DOCA Extinguishes Debt of Secured Creditor, but does not Extinguish Right to Recover. In the Wake of Bluenergy Group Limited (Subject to a Deed of Company Arrangement) (Administrators Appointed) [2015] NSWSC 997. - JHK Legal Commercial Lawyers

1 October 2015

DOCA Extinguishes Debt of Secured Creditor, but does not Extinguish Right to Recover. In the Wake of Bluenergy Group Limited (Subject to a Deed of Company Arrangement) (Administrators Appointed) [2015] NSWSC 997.

It has previously been general practice that a secured creditor who abstains from voting on a Deed of Company Arrangement (“DOCA”) will effectively stand outside of the terms of the DOCA and will be free to enforce their security pursuant to section 444D(2) of the Corporations Act 2001 (Cth) (“Corporations Act”).

In the matter of Bluenergy Group Limited (subject to a Deed of Company Arrangement) (administrators appointed) [2015] NSWSC 997, the court controversially held that the effect of the terms of a DOCA on a secured creditor resulted in the extinguishment of the secured creditor’s debt. However, the court further held that the secured creditor may nevertheless realise or deal with their security as a proprietary right.

Background

Keybridge Capital Limited (the “secured creditor”) held a security interest in all present and future rights and property of Bluenergy Group Limited (the “company”), in the form of a GSA which was registered on the Personal Properties Security Register (“PPSR”). The security was registered on the PPSR from 24 September 2013.

On 9 April 2014, administrators were jointly appointed pursuant to s436A of the Corporations Act 2001 (Cth). On 29 July 2014, the majority of creditors voted in favour of executing a DOCA which contained the following clause:

“On and from the commencing date, this Agreement fully and irrevocably releases and discharges the Company from all Claims”.

The secured creditor attended by proxy but abstained from voting.

On 19 March 2015, the secured creditor appointed another administrator pursuant to s436C of the Corporations Act, in its capacity as the holder of a security interest. The deed administrators of the DOCA brought proceedings to challenge the validity of the appointment of the administrator who had been appointed by the secured creditor and sought a declaration that the appointment be terminated.

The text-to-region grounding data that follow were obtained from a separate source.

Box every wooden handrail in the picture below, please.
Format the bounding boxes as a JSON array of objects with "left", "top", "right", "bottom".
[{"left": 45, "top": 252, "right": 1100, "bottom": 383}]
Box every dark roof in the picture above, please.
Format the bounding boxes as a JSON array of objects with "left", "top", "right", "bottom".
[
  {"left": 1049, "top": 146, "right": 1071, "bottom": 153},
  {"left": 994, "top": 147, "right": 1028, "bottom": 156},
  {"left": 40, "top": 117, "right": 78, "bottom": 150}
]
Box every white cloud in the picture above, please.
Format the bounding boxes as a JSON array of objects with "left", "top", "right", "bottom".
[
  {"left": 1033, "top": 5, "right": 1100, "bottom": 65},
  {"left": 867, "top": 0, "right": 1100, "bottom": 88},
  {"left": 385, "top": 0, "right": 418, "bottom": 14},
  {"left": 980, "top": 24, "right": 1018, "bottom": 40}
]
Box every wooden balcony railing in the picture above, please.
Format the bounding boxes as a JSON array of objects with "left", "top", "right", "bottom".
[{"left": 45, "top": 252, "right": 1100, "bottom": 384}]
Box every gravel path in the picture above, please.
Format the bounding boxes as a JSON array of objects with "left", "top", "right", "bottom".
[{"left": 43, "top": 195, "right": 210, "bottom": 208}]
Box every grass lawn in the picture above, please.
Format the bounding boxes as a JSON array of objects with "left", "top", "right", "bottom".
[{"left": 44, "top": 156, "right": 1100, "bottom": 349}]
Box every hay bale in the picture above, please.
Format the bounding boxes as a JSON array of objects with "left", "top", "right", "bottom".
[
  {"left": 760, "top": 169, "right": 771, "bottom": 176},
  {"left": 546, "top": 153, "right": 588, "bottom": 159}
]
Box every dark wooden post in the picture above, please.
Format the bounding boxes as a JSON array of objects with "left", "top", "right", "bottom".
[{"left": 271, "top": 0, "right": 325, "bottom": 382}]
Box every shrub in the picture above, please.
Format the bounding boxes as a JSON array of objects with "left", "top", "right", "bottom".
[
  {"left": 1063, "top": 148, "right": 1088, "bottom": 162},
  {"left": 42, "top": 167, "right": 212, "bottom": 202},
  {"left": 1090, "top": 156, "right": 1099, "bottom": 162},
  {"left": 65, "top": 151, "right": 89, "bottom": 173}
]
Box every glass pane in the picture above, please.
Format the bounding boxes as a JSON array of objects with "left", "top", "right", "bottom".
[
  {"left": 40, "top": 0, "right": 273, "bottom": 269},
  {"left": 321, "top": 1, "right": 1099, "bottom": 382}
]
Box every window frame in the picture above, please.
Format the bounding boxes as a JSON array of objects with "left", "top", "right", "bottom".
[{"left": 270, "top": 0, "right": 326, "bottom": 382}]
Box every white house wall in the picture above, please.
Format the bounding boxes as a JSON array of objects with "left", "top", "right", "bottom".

The deed administrators argued that the secured creditor was not a secured creditor within the meaning of s51 of the Corporations Act, as its security interest had been extinguished by the DOCA and therefore was unable to meet the requirements of s436C of the Corporations Act to appoint an administrator.

Decision of the Court

The Supreme Court of New South Wales held:

  1. the construction of the term of the DOCA (as detailed above) acted to extinguish the secured creditor’s debt;
  1. the secured creditor’s right to realise and deal with its security was preserved as a proprietary right irrespective of the debt. The terms of the DOCA could not extinguish the right to enforcement as it is expressly protected pursuant to s444D of the Corporations Act;
  1. the secured creditor’s right to realise and deal with its security interest, including appointing a receiver, was not defeated by the wording of the DOCA and accordingly the secured creditor had the right to appoint an administrator. However, the secured creditor was held not to be a creditor in the administration and accordingly the administration was terminated for lack of practical utility (and inconsistency with the purpose of Pt 5.3A of the Corporations Act);
  1. the secured creditor could realise and deal with its security at the date of the release pursuant to the terms of the DOCA, but rights in after-acquired property were not preserved.

Despite the secured creditor’s submission that for s444D(2) of the Corporations Act to have effect, “the debt that is secured should therefore be preserved”, the court followed the reasoning given by the decision in Australian Gypsum Industries Pty Ltd v. Dalesun Holdings Pty Ltd [2014] WASC 89 (“Australian Gypsum”), in determining that a secured creditor holds both a proprietary right as to the security interest granted and a personal right against the company with respect to the debt.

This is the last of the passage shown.